В первых числах февраля слег наш Ваня Орлов. Он развозил по квартирам актеров их багаж, поднимал его на верхние этажи, очевидно, вспотел и простудился. Оказалась у него та самая «испанка», от которой к концу войны в Германии погибло много сотен тысяч людей, больше, чем от англо-французских снарядов. Ваню положили в больницу, и через несколько дней, 14 февраля, он умер.
8 февраля мы с Болеславским были у него, он уверял, что здоров, что завтра выйдет и будет вести «Гамлета». Он не допускал мысли, что этот спектакль, требовавший участия всех сил труппы, может идти без него. Но ему становилось все хуже и хуже, и, когда 12‑го мы у него были, он уже не узнавал нас, пел немецкую песенку из «Месяца в деревне» — «Cathrinchen, Cathrinchen, wie lieb ich dich so sehr», не переставая поправлял на себе одеяло.

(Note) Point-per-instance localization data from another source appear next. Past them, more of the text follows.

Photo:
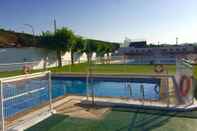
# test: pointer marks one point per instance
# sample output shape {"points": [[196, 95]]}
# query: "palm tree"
{"points": [[76, 45], [58, 41]]}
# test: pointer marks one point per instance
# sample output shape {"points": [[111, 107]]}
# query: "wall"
{"points": [[36, 57]]}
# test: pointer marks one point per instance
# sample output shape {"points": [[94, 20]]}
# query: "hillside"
{"points": [[15, 39]]}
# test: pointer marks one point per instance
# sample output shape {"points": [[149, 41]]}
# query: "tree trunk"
{"points": [[108, 59], [89, 57], [59, 58], [72, 57]]}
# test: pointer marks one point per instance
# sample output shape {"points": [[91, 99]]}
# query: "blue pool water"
{"points": [[105, 87]]}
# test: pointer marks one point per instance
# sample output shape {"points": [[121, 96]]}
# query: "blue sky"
{"points": [[112, 20]]}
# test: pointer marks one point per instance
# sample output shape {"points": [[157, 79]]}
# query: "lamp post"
{"points": [[33, 31], [32, 28]]}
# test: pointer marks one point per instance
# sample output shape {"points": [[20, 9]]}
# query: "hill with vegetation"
{"points": [[16, 39]]}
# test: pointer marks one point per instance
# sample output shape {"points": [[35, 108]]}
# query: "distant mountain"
{"points": [[16, 39]]}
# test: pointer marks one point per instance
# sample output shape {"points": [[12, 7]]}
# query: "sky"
{"points": [[157, 21]]}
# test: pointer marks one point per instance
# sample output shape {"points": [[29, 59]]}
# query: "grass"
{"points": [[118, 121]]}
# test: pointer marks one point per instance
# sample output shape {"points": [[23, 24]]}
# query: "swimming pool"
{"points": [[133, 88]]}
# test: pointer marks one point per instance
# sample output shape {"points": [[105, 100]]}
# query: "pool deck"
{"points": [[80, 106]]}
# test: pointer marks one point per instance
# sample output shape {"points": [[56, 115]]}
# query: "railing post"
{"points": [[2, 108], [50, 91]]}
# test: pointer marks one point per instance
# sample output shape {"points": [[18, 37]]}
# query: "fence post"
{"points": [[50, 91], [2, 108]]}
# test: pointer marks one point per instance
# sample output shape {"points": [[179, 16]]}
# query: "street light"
{"points": [[33, 31], [32, 28]]}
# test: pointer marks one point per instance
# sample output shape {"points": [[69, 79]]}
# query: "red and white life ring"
{"points": [[26, 69], [185, 85], [159, 68]]}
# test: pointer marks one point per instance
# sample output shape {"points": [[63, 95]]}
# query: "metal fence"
{"points": [[23, 94]]}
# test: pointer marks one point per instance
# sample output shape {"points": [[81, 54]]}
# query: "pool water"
{"points": [[142, 89], [134, 88]]}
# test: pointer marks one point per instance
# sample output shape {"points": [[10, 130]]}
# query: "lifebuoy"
{"points": [[26, 69], [159, 68], [185, 85], [156, 88]]}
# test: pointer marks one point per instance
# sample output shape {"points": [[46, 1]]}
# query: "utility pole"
{"points": [[55, 26], [177, 39]]}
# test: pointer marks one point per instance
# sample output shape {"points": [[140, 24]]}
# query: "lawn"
{"points": [[118, 121]]}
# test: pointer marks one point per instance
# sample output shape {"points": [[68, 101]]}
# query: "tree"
{"points": [[58, 41]]}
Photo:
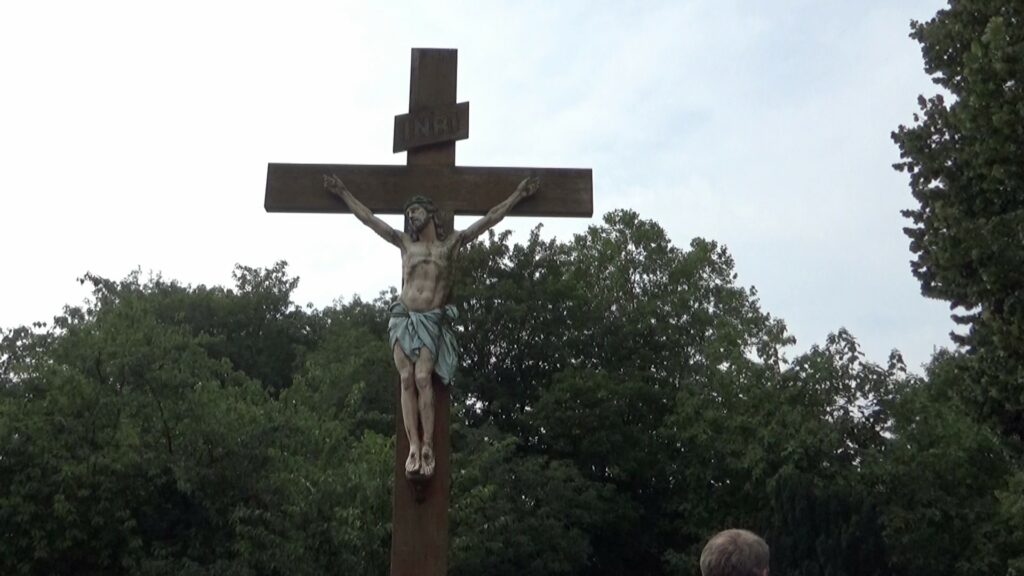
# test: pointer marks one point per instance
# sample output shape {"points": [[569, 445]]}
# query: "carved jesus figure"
{"points": [[420, 328]]}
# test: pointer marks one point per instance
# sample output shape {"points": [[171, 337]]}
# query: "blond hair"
{"points": [[734, 552]]}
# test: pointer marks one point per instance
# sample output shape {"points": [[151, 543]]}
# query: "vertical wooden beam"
{"points": [[420, 515], [432, 83]]}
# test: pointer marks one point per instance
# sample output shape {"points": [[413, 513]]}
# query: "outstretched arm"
{"points": [[526, 188], [334, 184]]}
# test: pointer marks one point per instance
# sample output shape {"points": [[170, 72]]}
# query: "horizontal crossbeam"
{"points": [[461, 190]]}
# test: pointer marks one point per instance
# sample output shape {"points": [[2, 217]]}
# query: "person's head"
{"points": [[734, 552], [420, 211]]}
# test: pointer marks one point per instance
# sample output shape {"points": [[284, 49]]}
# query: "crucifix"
{"points": [[428, 191]]}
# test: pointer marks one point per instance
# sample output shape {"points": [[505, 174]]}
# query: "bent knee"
{"points": [[423, 379]]}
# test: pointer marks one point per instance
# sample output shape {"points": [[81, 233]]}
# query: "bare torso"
{"points": [[426, 275]]}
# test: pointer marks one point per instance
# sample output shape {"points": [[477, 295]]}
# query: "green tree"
{"points": [[964, 155]]}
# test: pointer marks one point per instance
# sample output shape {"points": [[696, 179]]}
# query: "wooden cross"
{"points": [[428, 132]]}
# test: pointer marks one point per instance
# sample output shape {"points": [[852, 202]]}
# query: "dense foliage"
{"points": [[620, 400], [965, 156]]}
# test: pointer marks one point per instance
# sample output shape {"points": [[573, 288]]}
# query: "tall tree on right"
{"points": [[965, 156]]}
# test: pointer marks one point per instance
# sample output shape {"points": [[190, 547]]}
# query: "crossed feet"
{"points": [[420, 461]]}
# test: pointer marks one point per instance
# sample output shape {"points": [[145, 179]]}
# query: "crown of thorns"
{"points": [[422, 201]]}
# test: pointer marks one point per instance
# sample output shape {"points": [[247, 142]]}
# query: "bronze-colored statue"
{"points": [[420, 330]]}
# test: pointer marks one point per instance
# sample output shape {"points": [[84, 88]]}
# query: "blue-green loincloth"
{"points": [[432, 330]]}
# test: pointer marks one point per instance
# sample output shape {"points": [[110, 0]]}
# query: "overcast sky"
{"points": [[136, 134]]}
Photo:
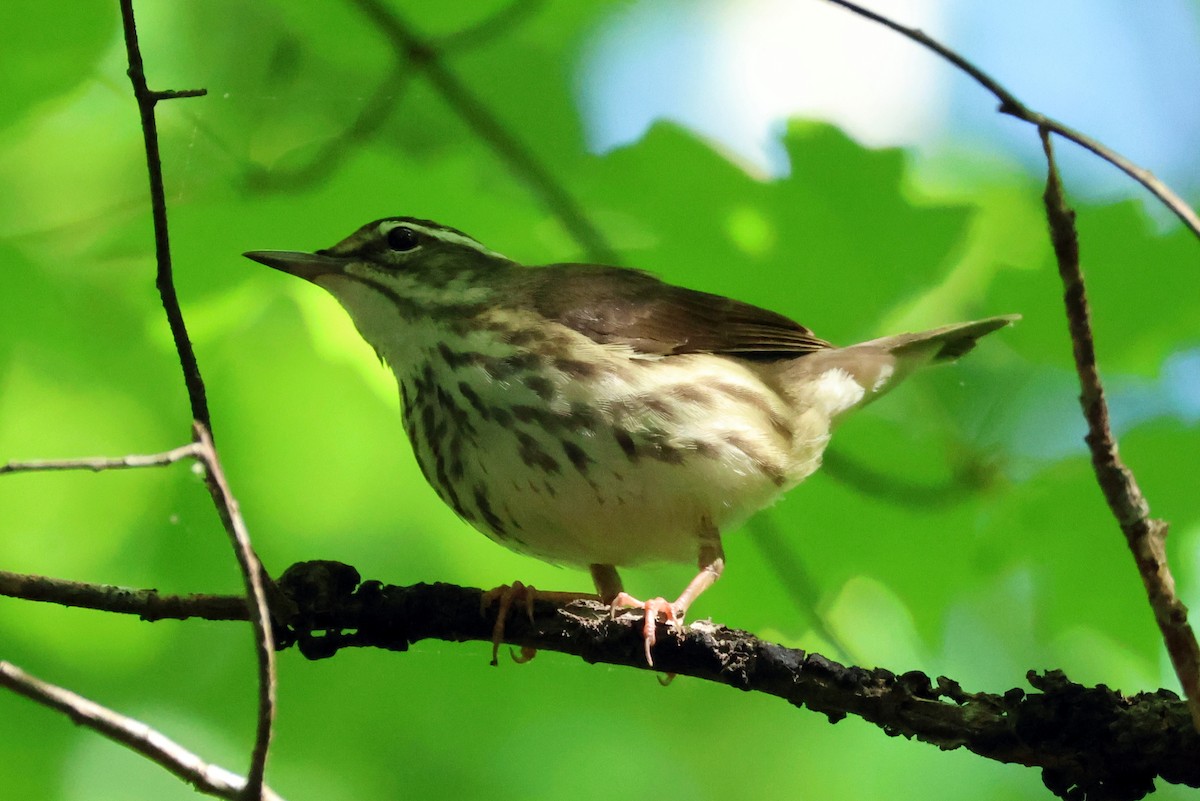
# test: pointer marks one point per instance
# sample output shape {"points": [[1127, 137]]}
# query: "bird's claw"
{"points": [[651, 610]]}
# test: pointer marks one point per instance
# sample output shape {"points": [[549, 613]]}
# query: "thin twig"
{"points": [[147, 100], [1012, 106], [105, 463], [259, 618], [133, 734], [381, 106], [409, 47], [148, 604], [1146, 536]]}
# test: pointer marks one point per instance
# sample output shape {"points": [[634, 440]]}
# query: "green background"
{"points": [[981, 549]]}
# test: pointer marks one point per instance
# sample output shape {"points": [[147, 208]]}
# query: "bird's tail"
{"points": [[839, 379]]}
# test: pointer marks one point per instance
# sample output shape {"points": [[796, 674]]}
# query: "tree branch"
{"points": [[411, 48], [1087, 741], [147, 100], [99, 463], [1146, 536], [133, 734], [1012, 106], [256, 602], [148, 604]]}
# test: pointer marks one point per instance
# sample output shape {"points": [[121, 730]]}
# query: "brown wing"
{"points": [[615, 305]]}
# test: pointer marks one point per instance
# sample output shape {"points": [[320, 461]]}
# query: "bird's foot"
{"points": [[672, 613], [525, 595]]}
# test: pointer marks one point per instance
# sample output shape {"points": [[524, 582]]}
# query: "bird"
{"points": [[598, 416]]}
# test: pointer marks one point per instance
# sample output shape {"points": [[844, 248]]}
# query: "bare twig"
{"points": [[1012, 106], [105, 463], [147, 101], [149, 604], [1087, 738], [382, 103], [227, 507], [133, 734], [411, 48], [259, 615], [1146, 535]]}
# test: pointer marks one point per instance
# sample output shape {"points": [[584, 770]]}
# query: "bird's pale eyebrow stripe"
{"points": [[448, 236]]}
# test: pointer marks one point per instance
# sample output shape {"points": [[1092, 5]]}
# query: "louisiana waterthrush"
{"points": [[598, 416]]}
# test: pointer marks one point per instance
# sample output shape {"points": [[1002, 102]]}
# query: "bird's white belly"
{"points": [[636, 477]]}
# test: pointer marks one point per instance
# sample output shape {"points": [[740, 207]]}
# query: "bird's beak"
{"points": [[304, 265]]}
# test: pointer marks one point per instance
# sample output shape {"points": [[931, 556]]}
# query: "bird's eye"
{"points": [[402, 239]]}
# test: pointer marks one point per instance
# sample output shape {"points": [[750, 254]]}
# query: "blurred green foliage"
{"points": [[1005, 561]]}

Сиделка указала мне на это и сказала: «Он себя приводит в порядок — значит, скоро будет там» — она показала вверх. Значит, и немцы верят в наше «оправляется». Через день не стало нашего Вани, единственного нашего пролетария.
Это была первая смерть в нашей группе. До сих пор мы только пополнялись, а Ваня открыл счет смерти. Жалко было его безумно. И грубоват он был, и простоват, но уж так предан театру вообще и нашей группе в частности, как, вероятно, никто другой. Вот и не пришлось ему поставить к стенке наших «контриков», как он в пьяном виде грозился иногда. Да никогда он этого и не сделал бы, был он добрый и благожелательный к людям человек. На похоронах его собралась не только вся наша группа с чадами и домочадцами, но и еще человек сорок-пятьдесят друзей нашей группы, в том числе и несколько работников Советского полпредства.
После похорон собрались на поминки в маленьком ресторане около Кенинггрецерского театра, где мы всегда собирались по разным поводам. Хозяин его, добрый и веселый немец, очень нас любил и считал нам в таких случаях «оптом» дешевле. В ресторане было только одно окно-дверь, оно закрывалось железной шторой, и мы были в уединении: а для ухода была дверка во двор, через черную лестницу. Эти поминки были последним нашим общим собранием. Во время его было сказано все самое главное, было окончательно выяснено, кто возвращается и кто нет. Морально группа кончилась. Спектакли ее продолжались и в Берлине (полностью), и в Лейпциге, и в Дрездене, и в Сопоте, и в Прибалтике — отдельными спектаклями и малыми группами, а весной опять всей труппой в Скандинавии, но ничего уже не репетировали, ничего не готовили, никаких планов совместной работы не строили.
Смерть Вани Орлова была смертью, которая не объединила семью, а завершила ее распад. Все было ясно, спорить больше не о чем. И это было даже, пожалуй, хорошо. В самые грустные дни — 9, 11 и 13 февраля — мы играли в Берлине «Гамлета». Мне кажется, что это не будет статистической ошибкой, если я скажу, что из четырех с половиной тысяч человек, пересмотревших в Берлине нашего «Гамлета», четыре тысячи четыреста пятьдесят были русские. Наша администрация и наши друзья и знакомые утверждали, что в зале совсем не было слышно немецкой речи. «Вся Москва» и «весь Петроград», да и «весь Ростов» и «все» другие города наполняли зал. Это и понятно — немцам Гамлет — Качалов, русский Гамлет был менее интересен, чем «На дне», «Карамазовы» или Чехов, для русских же это было национальное событие.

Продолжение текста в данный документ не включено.